Blackshirts on the brain

31 08 2010

For the second day in a row, Nebraska’s vaunted defense was a topic of conversation between the Western Kentucky football program and the media.

WKU defensive coordinator Clint Bowen – who saw plenty of the Cornhuskers during his 12-year stint at Kansas – offered up a few thoughts on a unit that finished last season No. 1 in the country in overall scoring defense.

“One thing that gives them a tremendous advantage is that they’ve got four very good players up front with their D-line,” Bowen said. “That allows them to not have to weight the box with an extra safety – they’re a gap short up there, but with those big guys, one of them will play two gaps. Not a lot of teams in college football have that luxury, but they do. It allows them to stop the run and get pressure with that front four.

“They’re a sound defense, they don’t allow big plays and you’re going to earn everything you get from them. … They’ve got players. (Coach Bo Pelini) and his staff have done a nice job recruiting over the last three years and getting some kids in there that are really legitimate guys.”

WKU head coach Willie Taggart basically echoed the same thoughts as Bowen with regard to Nebraska’s defense. But at the same time, he hinted that this year is a new season – and the same can be said for one of the top-ranked defensive units from a season ago.

“They’ve got a head coach that’s a defensive guy and he’s been good everywhere he’s been, so I’d expect them to be very good again,” Taggart said. “But I will say this – last year’s history, this year’s a mystery and today is an opportunity for us all to determine our legacy.
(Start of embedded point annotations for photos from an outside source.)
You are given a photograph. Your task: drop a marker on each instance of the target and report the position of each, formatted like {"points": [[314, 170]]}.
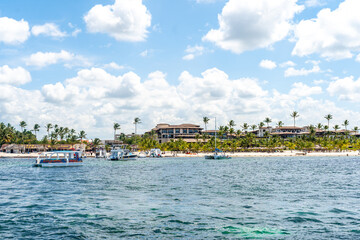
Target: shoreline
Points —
{"points": [[237, 154]]}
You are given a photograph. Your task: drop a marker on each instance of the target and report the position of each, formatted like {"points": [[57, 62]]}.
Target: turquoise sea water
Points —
{"points": [[189, 198]]}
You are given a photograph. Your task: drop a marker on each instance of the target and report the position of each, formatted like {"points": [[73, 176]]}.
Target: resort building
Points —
{"points": [[165, 132], [26, 148]]}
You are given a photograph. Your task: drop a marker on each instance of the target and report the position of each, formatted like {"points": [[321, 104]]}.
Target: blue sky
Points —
{"points": [[88, 64]]}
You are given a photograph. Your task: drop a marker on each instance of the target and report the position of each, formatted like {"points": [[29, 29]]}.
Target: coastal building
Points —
{"points": [[26, 148], [165, 132]]}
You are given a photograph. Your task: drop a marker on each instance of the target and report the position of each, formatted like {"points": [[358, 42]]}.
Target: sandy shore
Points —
{"points": [[279, 154], [240, 154]]}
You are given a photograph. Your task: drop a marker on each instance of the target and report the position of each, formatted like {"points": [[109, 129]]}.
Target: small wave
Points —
{"points": [[181, 222], [302, 219]]}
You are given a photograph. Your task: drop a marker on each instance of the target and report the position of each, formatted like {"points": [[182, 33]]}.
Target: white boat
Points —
{"points": [[100, 153], [155, 153], [59, 159], [121, 155], [218, 154]]}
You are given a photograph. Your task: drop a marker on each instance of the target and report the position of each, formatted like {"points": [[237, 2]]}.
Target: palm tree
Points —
{"points": [[36, 129], [328, 117], [231, 124], [23, 125], [245, 127], [267, 121], [253, 127], [294, 115], [82, 135], [116, 127], [48, 128], [345, 124], [96, 143], [136, 122], [356, 129], [206, 121]]}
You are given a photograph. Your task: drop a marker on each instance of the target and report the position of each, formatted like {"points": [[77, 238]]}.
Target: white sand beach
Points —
{"points": [[237, 154]]}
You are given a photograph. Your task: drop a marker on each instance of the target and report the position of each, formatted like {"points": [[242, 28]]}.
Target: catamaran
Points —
{"points": [[218, 154], [121, 154], [59, 159]]}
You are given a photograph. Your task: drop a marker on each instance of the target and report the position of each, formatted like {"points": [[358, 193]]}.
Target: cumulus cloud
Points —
{"points": [[14, 76], [13, 31], [332, 34], [113, 65], [48, 29], [94, 99], [268, 64], [193, 52], [345, 89], [43, 59], [248, 25], [288, 64], [314, 3], [125, 20], [293, 72]]}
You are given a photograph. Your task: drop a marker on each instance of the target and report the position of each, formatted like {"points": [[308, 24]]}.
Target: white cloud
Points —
{"points": [[42, 59], [302, 90], [14, 76], [76, 32], [314, 3], [333, 34], [193, 52], [144, 53], [12, 31], [247, 25], [125, 20], [48, 29], [206, 1], [113, 65], [288, 64], [268, 64], [319, 82], [345, 89], [98, 99], [292, 72]]}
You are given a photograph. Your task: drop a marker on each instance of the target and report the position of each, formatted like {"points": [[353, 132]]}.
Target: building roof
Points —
{"points": [[184, 125], [289, 128]]}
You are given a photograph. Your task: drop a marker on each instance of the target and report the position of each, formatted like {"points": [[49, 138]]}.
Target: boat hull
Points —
{"points": [[125, 158], [49, 165], [216, 157]]}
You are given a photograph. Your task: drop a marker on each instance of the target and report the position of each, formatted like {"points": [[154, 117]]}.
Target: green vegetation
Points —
{"points": [[249, 142], [59, 135]]}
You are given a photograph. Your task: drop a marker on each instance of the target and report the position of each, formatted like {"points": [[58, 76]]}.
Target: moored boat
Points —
{"points": [[59, 159], [121, 155], [155, 153]]}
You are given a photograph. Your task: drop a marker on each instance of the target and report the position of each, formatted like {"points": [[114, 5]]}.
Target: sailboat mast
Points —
{"points": [[215, 134]]}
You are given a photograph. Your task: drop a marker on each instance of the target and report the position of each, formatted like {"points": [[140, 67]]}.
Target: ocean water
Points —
{"points": [[182, 198]]}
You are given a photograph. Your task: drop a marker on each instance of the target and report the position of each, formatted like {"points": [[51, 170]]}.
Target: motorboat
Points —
{"points": [[218, 154], [59, 159], [155, 153], [100, 153], [121, 155]]}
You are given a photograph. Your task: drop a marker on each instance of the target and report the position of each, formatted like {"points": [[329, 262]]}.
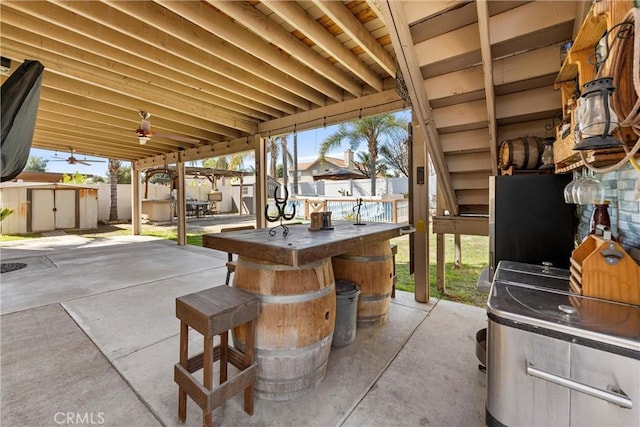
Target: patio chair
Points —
{"points": [[231, 265]]}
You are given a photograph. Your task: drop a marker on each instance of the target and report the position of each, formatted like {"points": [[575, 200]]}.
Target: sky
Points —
{"points": [[308, 147]]}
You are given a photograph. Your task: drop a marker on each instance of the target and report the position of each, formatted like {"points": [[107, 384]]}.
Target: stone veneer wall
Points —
{"points": [[622, 189]]}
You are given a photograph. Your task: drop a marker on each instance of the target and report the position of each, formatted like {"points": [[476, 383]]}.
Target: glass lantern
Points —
{"points": [[547, 154], [596, 118]]}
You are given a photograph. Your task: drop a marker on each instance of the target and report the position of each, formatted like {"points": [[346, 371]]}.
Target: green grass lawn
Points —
{"points": [[460, 283]]}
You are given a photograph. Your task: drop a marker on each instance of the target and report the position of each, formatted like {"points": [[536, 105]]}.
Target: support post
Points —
{"points": [[420, 214], [181, 204], [136, 201], [457, 252], [440, 247], [260, 188]]}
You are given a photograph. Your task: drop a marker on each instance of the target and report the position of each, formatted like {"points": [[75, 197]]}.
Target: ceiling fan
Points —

Same with them. Last year’s history. Whether they were good then or not. We’ll see how it goes, if we come out and are sharp and play like we’re capable – I won’t be concerned at all.”

Sluggish afternoon

After generally being pleased following practices during fall camp, Taggart wasn’t exactly thrilled with his team’s effort Tuesday during the second day of its first game week of the season.

Taggart said that mental sharpness continues to be an issue, and things weren’t as crisp as he would have liked this evening. He spent a great deal of time Monday talking about how sharp WKU has to be in every way in order to contend with Nebraska on Saturday – those thoughts didn’t change this afternoon.

“It wasn’t up to my expectation. We did some good things, but we need to be more consistent preparing for Nebraska,” Taggart said. Too many little things we’ve been doing wrong, hopefully we’ll be a lot sharper (Wednesday). It’s just those little things that get to me, things that we can’t do come Saturday.

“We’re not as talented as everyone else to be able to just beat ourselves and still win a ballgame. I look at teams that lost to Nebraska last year – some of them beat themselves. We need to make sure we’re locked in and everyone knows what they’re doing on every single play.”

Not concerned with crowd noise

Outside of having to contend with Nebraska’s defense Saturday, WKU will also have to deal with more than 80,000 boisterous Cornhusker fans in Memorial Stadium.

But having played at Florida, at Alabama, at Tennessee and at Virginia Tech since the 2007 season, most of the Hilltoppers say that crowd noise really doesn’t bother them much any longer.

“That doesn’t bother me at all, we block that out,” WKU junior running back Bobby Rainey said. “You don’t play the crowd, you play an opponent – so that’s who you focus on.”

And while Rainey doesn’t necessarily doubt that Memorial Stadium won’t be rowdy come kickoff Saturday, he said he highly doubts it will get as noisy as it was when the Hilltoppers visited Virginia Tech and famed Lane Stadium in 2008.

“I don’t think it’ll ever get that bad again,” Rainey laughed. “That was the loudest place I’ve ever been. Me and (former WKU running back Marell Booker) were in kickoff return standing right beside each other and we couldn’t hear each other – I was like, ‘wow.’ We were at Alabama that year, too and it was just fine – I could hear, everything was cool.

“But at Virginia Tech? You couldn’t hear nothing. I don’t think we’ll play anyone where it’s that loud again, as far as I know anyway.”